Obesity, Plural Families Get New Shows On TLC

One of the most unlikely stars of reality television is Dr. Younan Nowzaradan, a Houston surgeon who specializes in treating the morbidly obese with various bariatric procedures.

Dr. Nowzaradan is the star of “My 600-lb Life” on TLC, the often mind-blowing reality series on TLC featuring people whose weight is well north of 600 pounds.

For these people, 600 pounds represents a weight-reduction target. It’s the weight “Dr. Now” (as he is known to his patients) requires them to achieve if he is to approve them for bariatric surgery.

While these procedures vary, simply put, most of them are invasive operations in which the size of a patient’s stomach is reduced in an effort designed to curb his or her appetite.



This, in turn, is expected to lead to lifestyle changes in which the patient should be able to curb his or her compulsive eating habits. Sometimes this works and sometimes it does not.

As noted here in previous TV Blogs, “My 600-lb Life” never ceases to fascinate, not least because of Dr. Now and the stern approach he sometimes has to take with these stubborn, addicted patients who realize their compulsive eating is killing them but continue to do it anyway.

On TV, Dr.

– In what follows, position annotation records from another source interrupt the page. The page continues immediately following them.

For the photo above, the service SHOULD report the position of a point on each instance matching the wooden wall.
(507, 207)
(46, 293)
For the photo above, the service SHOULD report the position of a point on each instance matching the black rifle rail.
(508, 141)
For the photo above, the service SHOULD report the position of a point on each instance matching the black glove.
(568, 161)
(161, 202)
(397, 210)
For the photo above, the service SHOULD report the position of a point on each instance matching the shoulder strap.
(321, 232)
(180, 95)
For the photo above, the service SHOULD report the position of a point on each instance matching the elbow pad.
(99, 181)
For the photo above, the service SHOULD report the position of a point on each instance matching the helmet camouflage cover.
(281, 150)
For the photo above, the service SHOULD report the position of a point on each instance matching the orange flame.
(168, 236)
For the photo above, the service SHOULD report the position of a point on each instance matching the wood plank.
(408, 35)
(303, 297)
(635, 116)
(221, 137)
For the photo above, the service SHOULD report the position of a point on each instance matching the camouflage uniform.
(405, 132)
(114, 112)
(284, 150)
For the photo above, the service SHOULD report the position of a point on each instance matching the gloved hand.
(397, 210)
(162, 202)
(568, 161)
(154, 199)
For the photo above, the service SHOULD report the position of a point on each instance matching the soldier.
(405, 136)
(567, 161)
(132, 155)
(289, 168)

Now comes across at first as a very unemotional guy whose tone of voice ranges narrowly from a nearly indecipherable mumble up to a mumble that is almost understandable.

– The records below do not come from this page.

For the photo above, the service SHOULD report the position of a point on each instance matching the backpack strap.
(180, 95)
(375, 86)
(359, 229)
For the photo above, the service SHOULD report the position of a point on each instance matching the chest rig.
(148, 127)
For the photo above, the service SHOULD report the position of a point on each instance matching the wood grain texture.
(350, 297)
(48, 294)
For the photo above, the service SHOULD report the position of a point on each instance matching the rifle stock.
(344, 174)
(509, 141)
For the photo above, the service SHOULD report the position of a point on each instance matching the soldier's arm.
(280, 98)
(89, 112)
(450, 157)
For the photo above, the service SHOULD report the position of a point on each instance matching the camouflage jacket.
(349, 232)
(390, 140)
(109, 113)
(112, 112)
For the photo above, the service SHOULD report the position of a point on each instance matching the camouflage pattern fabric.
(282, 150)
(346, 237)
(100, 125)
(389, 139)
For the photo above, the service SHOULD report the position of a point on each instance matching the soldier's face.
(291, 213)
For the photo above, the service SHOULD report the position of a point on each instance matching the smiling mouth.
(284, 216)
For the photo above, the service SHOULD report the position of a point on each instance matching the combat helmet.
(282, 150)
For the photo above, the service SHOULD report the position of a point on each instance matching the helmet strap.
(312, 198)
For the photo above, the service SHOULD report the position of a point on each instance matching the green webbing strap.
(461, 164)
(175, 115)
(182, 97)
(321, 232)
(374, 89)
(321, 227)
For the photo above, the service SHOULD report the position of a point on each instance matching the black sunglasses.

Despite his distinctive monotone (or possibly because of it), when he gets mad or frustrated with patients, it makes for very dramatic television. He is a compelling figure who undoubtedly cares about his patients.

There is apparently no shortage of these morbidly obese people. Dr. Now's waiting room is filled with them -- a number of whom have been featured in past seasons of “My 600-lb Life.”

And now, 14 new stories are on the way at two hours each in a new season of “My 600-lb Life” that is scheduled to begin on Wednesday (January 10) at 8 p.m. Eastern on TLC.

As in past seasons, these episodes will follow these patients on their personal weight-loss (and often weight-gain) journeys spanning a year or more.

TLC is evidently so pleased with this show that it will introduce a new one in the same vein on the same night this week directly at 10 p.m. Eastern directly following “My 600-lb Life.”

This new series will introduce a new bariatric surgeon to the TLC realm -- one Dr. Charles Procter Jr. of Atlanta.

He is the featured doctor who will be treating the obesity issues of three members of the same family whose combined weights add up to approximately a ton -- hence this show’s title (are you ready?): “Family By the Ton.” That’s the one-ton family in the photo above.

It's the latest in what you might describe as reality TV’s brand-extension philosophy. Why make just one “Real Housewives” show when you can make a half-dozen? If obesity is working for you, then make more.

The same goes for families with multiple wives. TLC’s “Sister Wives” is already established as TV's premier showcase for the “plural lifestyle” (as proponents refer to it).

And now, starting next Sunday (January 14), TLC will expand its exploration of this hot-button issue with “Seeking Sister Wives,” a new reality series featuring three families who are each looking to add a new “sister wife.”

Thus, this show will help answer the burning question: How does one go about finding a sister wife in the first place? It might even answer a question that is even more pressing: Why on earth would anyone want more than one wife? Isn’t one enough?

In its press materials, TLC positions itself as “offering remarkable real-life stories without judgment.” This is an accurate statement in the sense that the shows themselves are objective, not subjective.

But that does not mean that those of us watching at home will not have strong opinions on the subjects TLC covers in its shows. This is probably the key to their success.

It's a “we report, you decide” approach. TLC reports on these subjects, and we decide what we think of them.